Web examples of such services are provided in a previous slide.
With apologies to Gerges Clemenceau who said: “ War is…
Let me paraphrase in the context of digital libraries:
“Digital libraries are…”
In particular, digital libraries are much, much more than computer science, even though computer science work is critical for infrastructure.
Why? Impact will be profound and far reaching.
Thus, it is not surprising that they caused a lot of interest in many countries and internationally.
But in a very fundamental way, digital libraries are also redefining the meaning of libraries, in terms of their services, access, collections, and role. Among others, a big questions are: where do the physical and the digital library meet?
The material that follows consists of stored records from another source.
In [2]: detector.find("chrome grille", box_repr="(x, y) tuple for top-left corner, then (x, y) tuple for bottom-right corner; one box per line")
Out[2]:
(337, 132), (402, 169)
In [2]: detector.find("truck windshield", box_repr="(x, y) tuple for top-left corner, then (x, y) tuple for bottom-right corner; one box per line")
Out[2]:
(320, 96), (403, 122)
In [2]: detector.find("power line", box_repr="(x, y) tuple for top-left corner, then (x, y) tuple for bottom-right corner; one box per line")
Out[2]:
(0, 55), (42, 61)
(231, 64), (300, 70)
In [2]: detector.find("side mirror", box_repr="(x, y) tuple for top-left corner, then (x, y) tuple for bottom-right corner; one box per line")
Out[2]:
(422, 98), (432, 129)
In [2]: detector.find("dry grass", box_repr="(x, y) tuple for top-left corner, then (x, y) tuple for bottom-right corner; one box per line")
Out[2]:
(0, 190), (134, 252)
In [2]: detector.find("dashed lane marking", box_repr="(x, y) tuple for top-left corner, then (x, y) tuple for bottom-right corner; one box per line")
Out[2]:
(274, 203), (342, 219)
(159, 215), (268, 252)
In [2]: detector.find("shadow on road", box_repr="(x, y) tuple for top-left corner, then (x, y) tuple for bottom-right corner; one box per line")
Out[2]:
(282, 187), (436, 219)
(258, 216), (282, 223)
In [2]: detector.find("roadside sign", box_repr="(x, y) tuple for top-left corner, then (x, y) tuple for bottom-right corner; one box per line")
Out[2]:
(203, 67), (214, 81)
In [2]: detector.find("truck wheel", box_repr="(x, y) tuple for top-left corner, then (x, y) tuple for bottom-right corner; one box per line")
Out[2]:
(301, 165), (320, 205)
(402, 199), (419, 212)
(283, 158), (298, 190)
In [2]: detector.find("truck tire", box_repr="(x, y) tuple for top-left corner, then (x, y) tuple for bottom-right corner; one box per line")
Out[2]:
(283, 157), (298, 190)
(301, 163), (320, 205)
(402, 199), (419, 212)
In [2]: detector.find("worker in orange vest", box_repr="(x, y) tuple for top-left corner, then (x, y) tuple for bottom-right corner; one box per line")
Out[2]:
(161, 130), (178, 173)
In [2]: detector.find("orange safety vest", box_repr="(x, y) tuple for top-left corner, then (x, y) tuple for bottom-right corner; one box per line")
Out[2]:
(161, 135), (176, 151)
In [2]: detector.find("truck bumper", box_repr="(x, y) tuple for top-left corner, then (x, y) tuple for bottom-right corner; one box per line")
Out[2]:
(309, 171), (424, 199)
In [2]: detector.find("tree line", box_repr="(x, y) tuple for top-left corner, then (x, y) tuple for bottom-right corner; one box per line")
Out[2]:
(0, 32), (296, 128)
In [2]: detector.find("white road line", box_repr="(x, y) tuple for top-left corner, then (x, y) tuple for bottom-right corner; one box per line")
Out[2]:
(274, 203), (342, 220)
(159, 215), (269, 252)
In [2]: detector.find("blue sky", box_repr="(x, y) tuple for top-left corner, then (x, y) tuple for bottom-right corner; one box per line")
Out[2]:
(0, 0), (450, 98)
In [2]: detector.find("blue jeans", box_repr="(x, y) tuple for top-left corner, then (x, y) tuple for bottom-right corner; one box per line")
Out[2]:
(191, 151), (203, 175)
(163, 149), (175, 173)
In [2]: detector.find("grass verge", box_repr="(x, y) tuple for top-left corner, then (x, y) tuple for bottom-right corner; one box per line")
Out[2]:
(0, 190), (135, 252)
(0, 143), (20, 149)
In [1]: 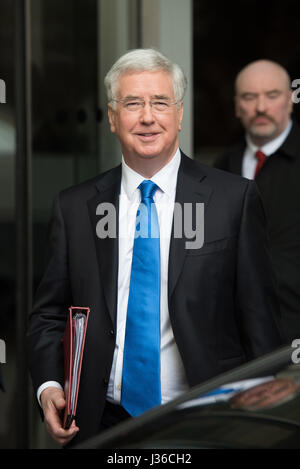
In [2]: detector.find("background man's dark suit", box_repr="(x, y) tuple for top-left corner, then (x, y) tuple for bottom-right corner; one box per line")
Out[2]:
(215, 122), (300, 342)
(28, 155), (280, 443)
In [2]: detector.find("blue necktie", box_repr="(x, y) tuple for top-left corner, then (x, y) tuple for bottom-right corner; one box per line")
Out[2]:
(121, 180), (161, 416)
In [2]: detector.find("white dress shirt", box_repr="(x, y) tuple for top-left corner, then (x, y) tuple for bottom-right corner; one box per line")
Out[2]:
(242, 121), (292, 179)
(38, 148), (188, 404)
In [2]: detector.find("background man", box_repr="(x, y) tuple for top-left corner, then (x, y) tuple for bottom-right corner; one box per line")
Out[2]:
(216, 60), (300, 342)
(28, 49), (280, 444)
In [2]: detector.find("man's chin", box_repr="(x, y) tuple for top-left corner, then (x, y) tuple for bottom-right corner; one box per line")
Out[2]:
(249, 125), (277, 140)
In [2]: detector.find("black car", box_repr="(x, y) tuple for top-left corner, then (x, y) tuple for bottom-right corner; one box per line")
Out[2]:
(77, 347), (300, 450)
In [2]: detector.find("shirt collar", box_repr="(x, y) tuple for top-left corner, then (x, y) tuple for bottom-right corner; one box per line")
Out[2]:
(122, 148), (181, 199)
(246, 120), (292, 156)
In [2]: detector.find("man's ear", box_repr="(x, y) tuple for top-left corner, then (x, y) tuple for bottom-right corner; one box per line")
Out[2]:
(107, 104), (116, 134)
(289, 90), (294, 114)
(178, 102), (183, 132)
(234, 95), (241, 119)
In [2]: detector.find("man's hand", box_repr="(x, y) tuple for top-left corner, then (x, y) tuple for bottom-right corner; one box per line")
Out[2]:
(41, 386), (79, 446)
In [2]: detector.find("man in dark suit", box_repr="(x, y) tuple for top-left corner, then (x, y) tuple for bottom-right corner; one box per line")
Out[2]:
(28, 49), (280, 445)
(215, 60), (300, 343)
How do they complement each other? Who is the new professional librarian in the world of digital libraries? Who will educate such librarians?
One of the great & challenging things about digital libraries is that they are ready made for cooperative interdisciplinary ventures.
As a matter of fact, they have to be interdisciplinary ventures - otherwise they fail.
Digital libraries provide opportunity for both big & small institutions.
Will libraries as we no them disappear? Are they obsolete? Not at all. But they will change.
Eventually, wanting or not, every library will have to address in some way or another digital aspects. So might as well be active and participate, rather than passive & just take it in.
As the ancient Chinese curse said: “May you live in interesting times. “
These are interesting times for libraries of all kinds.